Let's pretend that the robots in Westworld use reinforcement learning, in which AI and robots learn from trial and error. We don't know what technology the robots in Westworld actually use (there are hints about massive scripting efforts). However, at this time reinforcement learning is one of the preferred techniques by AI researchers for creating autonomous systems.

We will look at what happens when humans torture reinforcement learning robots as they are learning. We will look at why, despite the torture, robots are unlikely to harm humans in return. We will also look at the effects of memories that are not perfectly erased.

Background: Reinforcement Learning

Reinforcement learning is basically trial-and-error learning. That is, the robot tries different actions in different situations and gets rewarded or punished for its actions. Over time, it figures out which actions in which situations leads to more reward. AI researchers and roboticists are interested in reinforcement learning because robots can "program" themselves through this process of trial and error. All that is needed is a simulation environment (or the real world) in which the robot can try over and over, thousands of millions of times. Online reinforcement learning means that it is deployed without a perfect "program" and continues to improve itself after it is deployed.

One of the reasons roboticists like reinforcement learning is because it can learn to behave in environments that have some randomness to them (called stochasticity). Sometimes actions don't always have the desired effect. Imagine that you are playing baseball and you are up at bat. The ball is pitched and you perform the swing_bat action. Sometimes you strike out, sometimes you hit a single, sometimes you hit a double, sometimes you hit a home run. Each of these possible outcomes have a different probability of occurring.

The challenge of reinforcement learning: choose an action given that it doesn't know exactly what will happen once it performs it. While learning by trial and error it is sometimes making random actions (try running to first base without hitting the ball? It is actually not impossible to steal first base in baseball!) in the hope of stumbling on something good, but not knowing whether it got lucky with the random move or whether it is really a good move to do all the time.
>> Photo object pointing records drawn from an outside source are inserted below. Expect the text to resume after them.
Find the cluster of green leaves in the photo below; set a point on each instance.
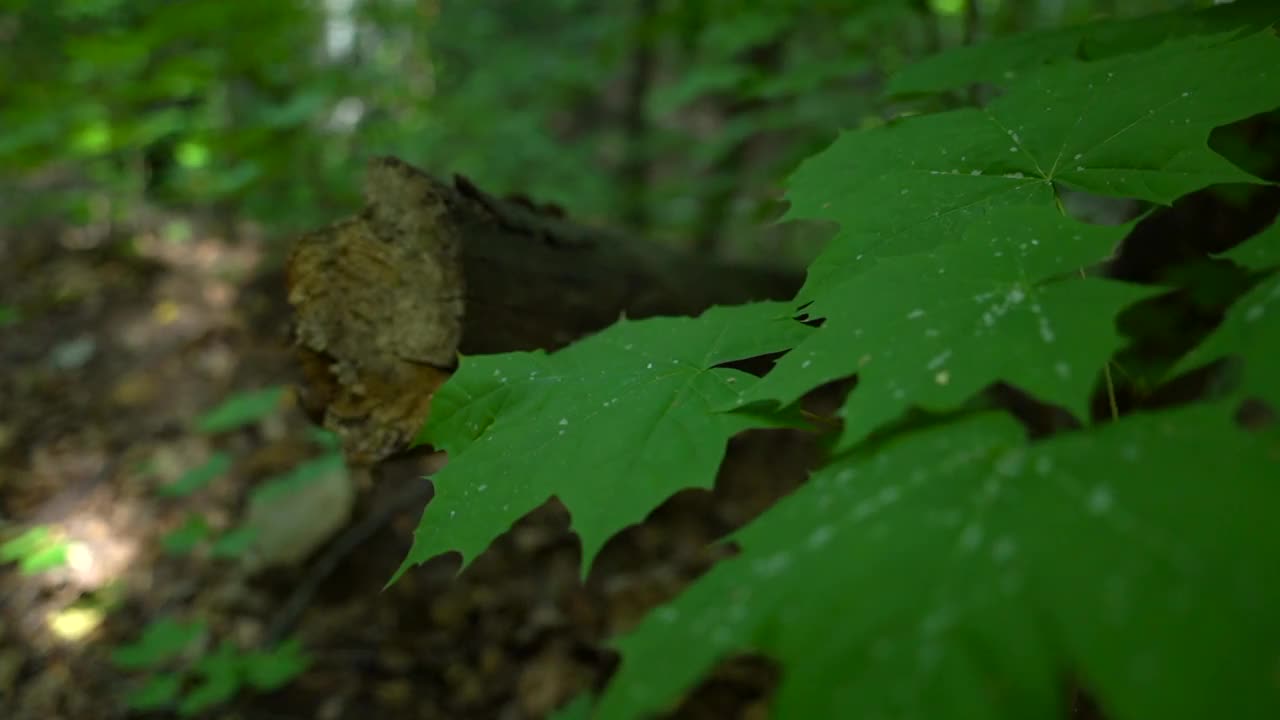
(201, 103)
(176, 670)
(179, 674)
(950, 566)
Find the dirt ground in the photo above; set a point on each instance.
(117, 349)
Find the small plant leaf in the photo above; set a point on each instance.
(197, 478)
(36, 550)
(241, 409)
(156, 692)
(186, 537)
(161, 641)
(272, 669)
(288, 483)
(219, 680)
(234, 543)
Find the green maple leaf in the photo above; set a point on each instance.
(612, 425)
(959, 573)
(1134, 126)
(1006, 302)
(1009, 58)
(1252, 324)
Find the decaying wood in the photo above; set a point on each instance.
(387, 300)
Reinforcement learning solves a type of problem called a Markov Decision Process (MDP). This just means that the optimal action can be determined by only looking at the current situation the robot is in. A MDP is made up of:

States: a state is an unique configuration of the environment.
Actions: all the things the robot can do.
Transition function: This tells the robot the probability of ending up in a particular state when executing a particular action from another state.
Reward function: This tells the robot how many points the robot gets for being in a particular state, or for performing a particular action in a particular state.
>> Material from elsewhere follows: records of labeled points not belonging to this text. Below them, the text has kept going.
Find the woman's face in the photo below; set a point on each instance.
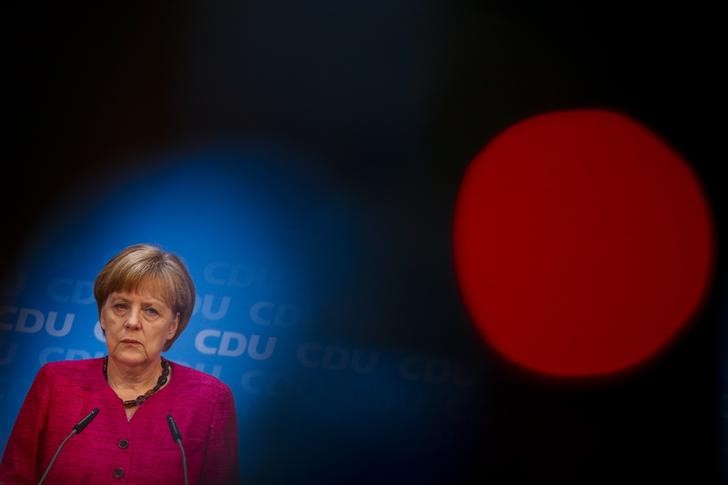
(137, 324)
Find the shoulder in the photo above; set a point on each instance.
(72, 369)
(204, 384)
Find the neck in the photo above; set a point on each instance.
(138, 378)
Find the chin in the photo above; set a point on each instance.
(131, 357)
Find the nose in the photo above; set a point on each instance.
(134, 319)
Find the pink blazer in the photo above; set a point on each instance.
(112, 449)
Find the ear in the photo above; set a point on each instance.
(173, 327)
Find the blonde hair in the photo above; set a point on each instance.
(142, 263)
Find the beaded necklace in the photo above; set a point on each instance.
(140, 399)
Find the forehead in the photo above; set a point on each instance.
(147, 290)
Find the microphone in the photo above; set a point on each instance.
(177, 437)
(76, 429)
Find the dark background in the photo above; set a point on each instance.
(394, 99)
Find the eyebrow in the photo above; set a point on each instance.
(153, 301)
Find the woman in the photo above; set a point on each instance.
(145, 298)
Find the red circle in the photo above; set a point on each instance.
(583, 244)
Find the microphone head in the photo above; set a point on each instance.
(85, 421)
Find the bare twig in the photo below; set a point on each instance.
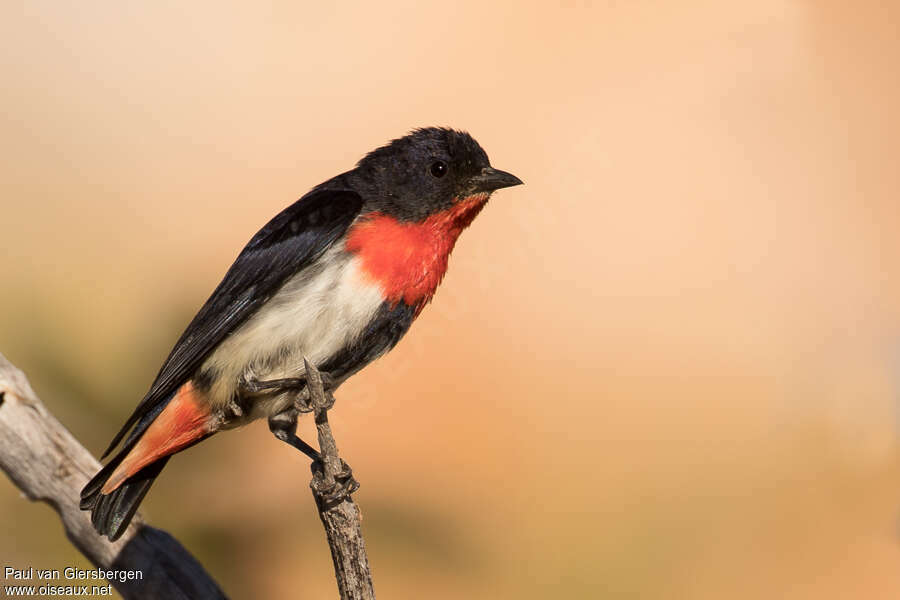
(47, 463)
(332, 485)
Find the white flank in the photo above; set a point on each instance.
(316, 313)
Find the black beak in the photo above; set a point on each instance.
(492, 179)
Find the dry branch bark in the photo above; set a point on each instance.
(47, 463)
(332, 485)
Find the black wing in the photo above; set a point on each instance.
(295, 238)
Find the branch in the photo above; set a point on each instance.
(332, 485)
(47, 463)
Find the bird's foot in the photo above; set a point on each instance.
(303, 400)
(329, 490)
(284, 426)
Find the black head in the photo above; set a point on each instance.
(426, 172)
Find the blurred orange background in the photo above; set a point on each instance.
(665, 367)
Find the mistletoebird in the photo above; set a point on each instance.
(337, 278)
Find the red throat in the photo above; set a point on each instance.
(408, 260)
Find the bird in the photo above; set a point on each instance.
(336, 278)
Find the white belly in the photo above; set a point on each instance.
(315, 314)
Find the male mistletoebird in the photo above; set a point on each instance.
(336, 278)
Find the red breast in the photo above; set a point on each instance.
(408, 260)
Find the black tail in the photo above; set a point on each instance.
(111, 513)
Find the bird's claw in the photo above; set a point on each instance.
(304, 401)
(331, 492)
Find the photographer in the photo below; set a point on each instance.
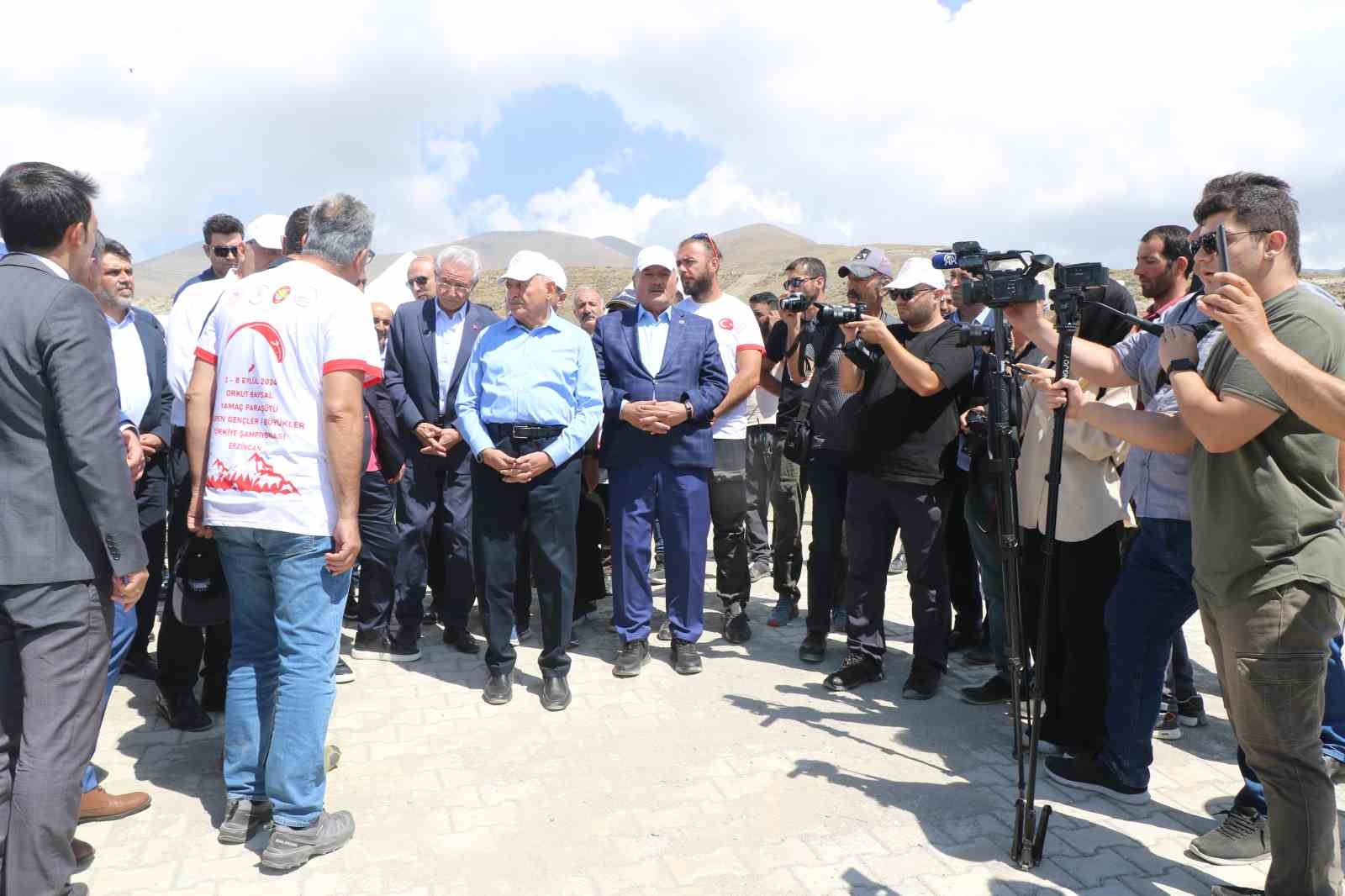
(831, 414)
(905, 447)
For example, in baseball, the robot's state might include which base the robot was at, the number of other players on base, etc. We would specify a state as a list of things the robot cares about:

[which_base_robot_is_at, runner_at_1st_base?, runner_at_2nd_base?, runner_at_3rd_base?]

Actions the robot can perform: swing_bat, bunt, run_to_1st_base, run_to_2nd_base, run_to_3rd_base, run_home. Some of these actions don't make any sense in some states. For example, swinging the bat while at 2nd base doesn't make any sense. Swing_bat and bunt are two actions that can be performed if the robot is at home base.
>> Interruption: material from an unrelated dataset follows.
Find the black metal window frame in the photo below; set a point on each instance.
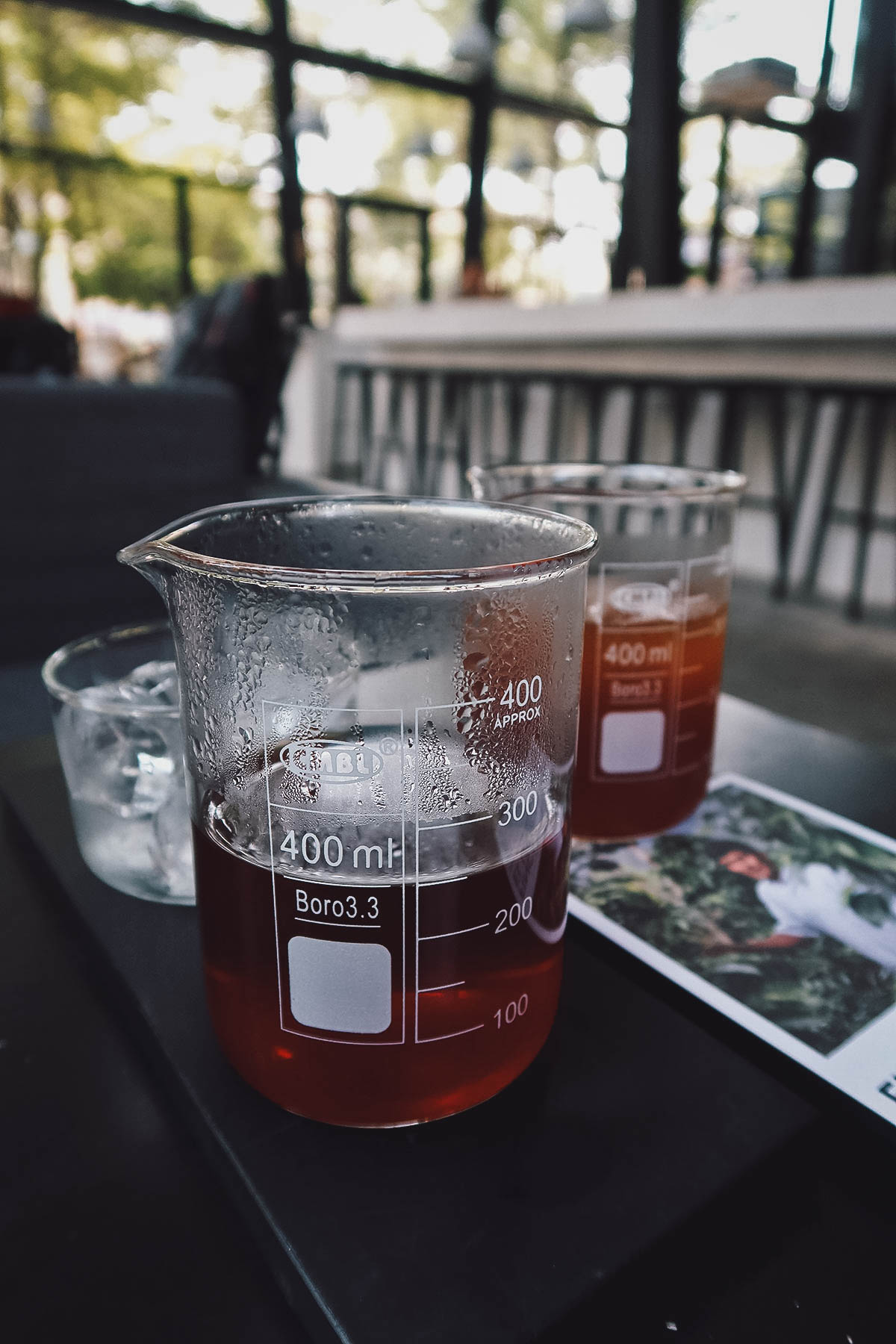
(650, 234)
The transition function gives the probability of entering state s2 if the robot performs action a while in state s1. For example, the probability of getting to 1st base from home base if swing_bat is performed might be 25% (lower for me).

In reinforcement learning, the transition function is learned over time as the robot tries different things and records how often it ends up in different subsequent states.

The reward function for baseball might be something simple like 1 point every time a player transitions to home base. That would give very infrequent reward. But maybe there are fans in the bleachers, and the amount of reward the robot gets is a function of the amount of applause. A typical thing to do is to penalize the robot for wasting time (I guess we are getting away from the baseball metaphor). We might give the robot a -1.0 penalty for every action performed that does not garner reward.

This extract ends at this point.